The Department of Health and Social Care (DHSC) has announced a £16m-pilot project to support people experiencing homelessness after being discharged from hospital.

Health bosses said the objective is to end the cycle of people leaving hospital, returning to the streets and then being quickly readmitted to hospital.

Currently, patients who are homeless in hospital are more than twice as likely to be readmitted to hospital in an emergency compared with patients with housing.

A study of 3,000 homeless patients discharged after an emergency admission from 78 hospitals between 2013 and 2016 revealed almost 2,000 were readmitted within a year, at almost double the rate of those with homes to go to.

DHSC said these pilots in 17 areas, from London to Liverpool, will offer improved services to help some of the most vulnerable members of society with basic needs such as housing, employment and drug cessation, which can help them get back on their feet in the long term.

Balbir Chatrik, director of policy at Centrepoint, welcomed the funding, but warned that it fails to tackle the root causes of homelessness.

‘This money will be a welcome boost to agencies working to improve the health outcomes of those experiencing homelessness.”

‘However, continued focus on providing smaller pots of money, directed mainly at older rough sleepers, fails to tackle the root causes of homelessness and rarely translates into support for the most vulnerable homeless young people.

‘The experience of Everyone In last year suggests health outcomes are best improved when rough sleepers have safe and stable accommodation. So, while funding for the immediate health needs of those forced to sleep rough is crucial, the headlines it generates cannot replace sustained investment.

‘We know homeless young people often feel unsafe accessing support for older groups, so ring-fencing money to prevent them becoming homeless and supporting them if they are force to sleep rough should be a priority of any government wishing to end homelessness for good.’

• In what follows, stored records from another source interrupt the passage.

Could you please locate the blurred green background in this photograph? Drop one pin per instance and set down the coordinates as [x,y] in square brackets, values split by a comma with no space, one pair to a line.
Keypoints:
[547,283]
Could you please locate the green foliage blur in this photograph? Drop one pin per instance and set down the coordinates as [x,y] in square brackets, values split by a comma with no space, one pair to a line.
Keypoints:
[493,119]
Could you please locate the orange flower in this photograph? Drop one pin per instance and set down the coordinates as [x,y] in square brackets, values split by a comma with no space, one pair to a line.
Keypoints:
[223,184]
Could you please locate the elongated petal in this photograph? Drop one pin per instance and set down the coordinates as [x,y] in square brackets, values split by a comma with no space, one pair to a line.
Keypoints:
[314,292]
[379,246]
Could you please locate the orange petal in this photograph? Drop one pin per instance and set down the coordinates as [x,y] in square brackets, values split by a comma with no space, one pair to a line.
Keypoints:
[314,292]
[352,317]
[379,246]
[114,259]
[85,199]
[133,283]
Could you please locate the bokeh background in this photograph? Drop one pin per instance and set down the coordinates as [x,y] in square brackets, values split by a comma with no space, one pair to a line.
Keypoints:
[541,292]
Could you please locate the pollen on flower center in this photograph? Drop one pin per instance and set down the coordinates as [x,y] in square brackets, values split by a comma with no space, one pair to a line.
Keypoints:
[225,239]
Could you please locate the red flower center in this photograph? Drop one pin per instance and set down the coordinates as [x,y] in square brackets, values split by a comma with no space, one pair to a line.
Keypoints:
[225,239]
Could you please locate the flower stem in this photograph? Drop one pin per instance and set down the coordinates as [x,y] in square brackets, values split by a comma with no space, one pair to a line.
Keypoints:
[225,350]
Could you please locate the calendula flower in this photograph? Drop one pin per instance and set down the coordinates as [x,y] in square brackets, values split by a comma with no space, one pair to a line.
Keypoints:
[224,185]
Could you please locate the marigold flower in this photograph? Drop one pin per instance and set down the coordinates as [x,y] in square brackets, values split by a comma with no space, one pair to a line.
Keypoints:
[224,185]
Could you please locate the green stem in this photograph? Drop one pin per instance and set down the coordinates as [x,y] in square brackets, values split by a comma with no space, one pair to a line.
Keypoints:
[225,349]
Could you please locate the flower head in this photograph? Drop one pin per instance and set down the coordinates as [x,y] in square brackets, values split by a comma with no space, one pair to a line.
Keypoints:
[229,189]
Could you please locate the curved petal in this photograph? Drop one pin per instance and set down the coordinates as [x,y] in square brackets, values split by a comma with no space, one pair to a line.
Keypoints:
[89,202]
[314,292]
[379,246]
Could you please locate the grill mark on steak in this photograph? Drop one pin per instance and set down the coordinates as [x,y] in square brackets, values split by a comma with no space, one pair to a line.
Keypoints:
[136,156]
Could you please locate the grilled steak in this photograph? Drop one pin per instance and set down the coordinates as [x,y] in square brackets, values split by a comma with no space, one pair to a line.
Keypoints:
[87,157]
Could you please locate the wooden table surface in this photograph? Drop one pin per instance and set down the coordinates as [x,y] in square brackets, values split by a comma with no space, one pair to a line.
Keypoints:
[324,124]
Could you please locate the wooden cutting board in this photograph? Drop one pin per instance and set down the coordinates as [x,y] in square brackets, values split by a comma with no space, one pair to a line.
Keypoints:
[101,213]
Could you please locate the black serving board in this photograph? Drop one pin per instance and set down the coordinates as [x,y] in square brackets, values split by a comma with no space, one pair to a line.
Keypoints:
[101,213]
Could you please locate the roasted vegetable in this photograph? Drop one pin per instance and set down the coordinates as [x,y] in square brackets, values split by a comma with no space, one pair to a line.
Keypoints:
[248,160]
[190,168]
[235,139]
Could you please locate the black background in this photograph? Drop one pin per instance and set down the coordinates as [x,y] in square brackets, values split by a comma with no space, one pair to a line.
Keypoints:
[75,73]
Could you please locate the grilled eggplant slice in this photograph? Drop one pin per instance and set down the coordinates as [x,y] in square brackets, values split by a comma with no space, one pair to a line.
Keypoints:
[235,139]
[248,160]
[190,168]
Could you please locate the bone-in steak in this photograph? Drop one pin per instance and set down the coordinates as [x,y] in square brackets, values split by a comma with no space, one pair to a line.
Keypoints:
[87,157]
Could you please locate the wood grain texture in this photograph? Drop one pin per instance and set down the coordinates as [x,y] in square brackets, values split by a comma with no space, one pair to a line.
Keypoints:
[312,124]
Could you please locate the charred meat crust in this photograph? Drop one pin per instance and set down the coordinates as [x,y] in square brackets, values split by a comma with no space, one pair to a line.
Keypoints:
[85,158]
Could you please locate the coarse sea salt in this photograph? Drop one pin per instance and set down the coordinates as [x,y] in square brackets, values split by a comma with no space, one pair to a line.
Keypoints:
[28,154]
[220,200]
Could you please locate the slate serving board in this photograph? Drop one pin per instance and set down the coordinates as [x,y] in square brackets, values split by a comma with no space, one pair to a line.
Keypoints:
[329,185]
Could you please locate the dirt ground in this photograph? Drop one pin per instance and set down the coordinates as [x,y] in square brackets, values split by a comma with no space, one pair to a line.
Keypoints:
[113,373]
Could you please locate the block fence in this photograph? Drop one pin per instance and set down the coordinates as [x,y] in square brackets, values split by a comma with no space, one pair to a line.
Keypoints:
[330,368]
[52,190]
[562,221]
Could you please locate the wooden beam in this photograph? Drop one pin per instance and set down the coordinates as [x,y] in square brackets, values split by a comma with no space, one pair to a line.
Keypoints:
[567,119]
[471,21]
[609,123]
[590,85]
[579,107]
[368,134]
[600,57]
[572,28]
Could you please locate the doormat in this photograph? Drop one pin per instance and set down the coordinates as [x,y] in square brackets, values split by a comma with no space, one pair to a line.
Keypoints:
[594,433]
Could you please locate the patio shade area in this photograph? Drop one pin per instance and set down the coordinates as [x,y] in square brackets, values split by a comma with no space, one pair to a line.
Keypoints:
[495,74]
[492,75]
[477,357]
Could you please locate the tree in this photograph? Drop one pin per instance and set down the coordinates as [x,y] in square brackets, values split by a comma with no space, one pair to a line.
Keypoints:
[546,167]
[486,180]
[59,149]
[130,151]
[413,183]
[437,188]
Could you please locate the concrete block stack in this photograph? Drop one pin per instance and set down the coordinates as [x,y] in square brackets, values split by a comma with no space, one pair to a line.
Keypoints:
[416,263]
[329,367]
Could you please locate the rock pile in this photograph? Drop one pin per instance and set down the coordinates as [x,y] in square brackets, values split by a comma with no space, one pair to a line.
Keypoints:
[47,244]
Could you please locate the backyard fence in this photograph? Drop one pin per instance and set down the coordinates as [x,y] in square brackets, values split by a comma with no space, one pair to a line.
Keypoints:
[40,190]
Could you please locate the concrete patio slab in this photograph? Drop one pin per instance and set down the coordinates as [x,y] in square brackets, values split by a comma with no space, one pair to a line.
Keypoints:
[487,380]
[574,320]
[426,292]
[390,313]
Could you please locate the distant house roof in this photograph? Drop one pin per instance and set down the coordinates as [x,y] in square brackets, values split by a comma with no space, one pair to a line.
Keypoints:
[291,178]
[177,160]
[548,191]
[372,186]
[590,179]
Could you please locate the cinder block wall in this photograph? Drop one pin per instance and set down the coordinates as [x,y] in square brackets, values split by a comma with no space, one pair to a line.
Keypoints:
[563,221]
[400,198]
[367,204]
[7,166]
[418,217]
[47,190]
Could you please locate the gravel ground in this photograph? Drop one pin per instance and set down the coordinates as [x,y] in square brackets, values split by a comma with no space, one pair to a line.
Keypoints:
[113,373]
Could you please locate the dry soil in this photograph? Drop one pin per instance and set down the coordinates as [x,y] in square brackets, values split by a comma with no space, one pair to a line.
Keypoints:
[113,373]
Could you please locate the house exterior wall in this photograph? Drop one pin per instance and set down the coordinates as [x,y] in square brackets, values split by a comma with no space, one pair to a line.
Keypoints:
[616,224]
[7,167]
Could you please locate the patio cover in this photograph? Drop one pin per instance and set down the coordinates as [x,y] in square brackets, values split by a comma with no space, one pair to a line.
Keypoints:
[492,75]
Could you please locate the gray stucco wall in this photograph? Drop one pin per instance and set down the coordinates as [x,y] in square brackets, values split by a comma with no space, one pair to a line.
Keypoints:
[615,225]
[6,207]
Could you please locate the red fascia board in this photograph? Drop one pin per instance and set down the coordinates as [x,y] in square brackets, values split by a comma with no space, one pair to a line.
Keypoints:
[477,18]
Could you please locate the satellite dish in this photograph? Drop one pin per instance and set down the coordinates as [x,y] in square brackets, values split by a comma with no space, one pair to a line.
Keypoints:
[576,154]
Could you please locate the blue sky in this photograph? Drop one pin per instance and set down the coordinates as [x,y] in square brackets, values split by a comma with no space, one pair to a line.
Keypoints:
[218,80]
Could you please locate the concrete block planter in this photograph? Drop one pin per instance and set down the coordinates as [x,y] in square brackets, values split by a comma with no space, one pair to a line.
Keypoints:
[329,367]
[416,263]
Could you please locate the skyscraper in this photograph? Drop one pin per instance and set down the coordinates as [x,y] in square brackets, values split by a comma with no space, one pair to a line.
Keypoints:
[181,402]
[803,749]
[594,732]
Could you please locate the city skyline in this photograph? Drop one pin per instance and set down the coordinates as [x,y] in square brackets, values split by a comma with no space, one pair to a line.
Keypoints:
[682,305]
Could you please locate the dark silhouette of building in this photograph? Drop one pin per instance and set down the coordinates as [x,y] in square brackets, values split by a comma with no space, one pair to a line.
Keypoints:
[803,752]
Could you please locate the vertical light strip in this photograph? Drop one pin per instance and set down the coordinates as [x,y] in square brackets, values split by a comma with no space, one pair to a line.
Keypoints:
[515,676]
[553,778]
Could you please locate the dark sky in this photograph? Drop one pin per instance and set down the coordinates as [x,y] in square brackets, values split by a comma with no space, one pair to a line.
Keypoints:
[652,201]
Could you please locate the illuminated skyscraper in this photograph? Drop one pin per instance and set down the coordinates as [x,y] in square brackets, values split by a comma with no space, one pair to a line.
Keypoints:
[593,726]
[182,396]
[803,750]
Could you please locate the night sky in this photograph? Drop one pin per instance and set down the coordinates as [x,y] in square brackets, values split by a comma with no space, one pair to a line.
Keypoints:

man sitting at the shed beside the street

Health bosses said people experiencing rough sleeping on average die 30 years earlier than the general population and the estimated number of those dying each year has risen by about 50% in less than a decade.

When figures began being collected in 2013, 70% of people who were homeless were being discharged to the streets rather than into supported schemes or back with families.

Health and social care secretary, Sajid Javid, said: ‘No one should ever have to sleep rough, extra support will ensure those who do not have a home can get the help they need, recover more quickly and end the cycle of readmission to hospital.

‘This government has proven its commitment to helping people experiencing homelessness throughout this pandemic, providing temporary accommodation and priority vaccines.

‘These pilot schemes will show how much more effective care can be when it’s integrated and the best examples will be taken forward to help tackle homelessness across the country.’

The money is part of a £200m shared outcomes fund approved by the Treasury late in 2019 with the £16 million already provided to the pilot schemes.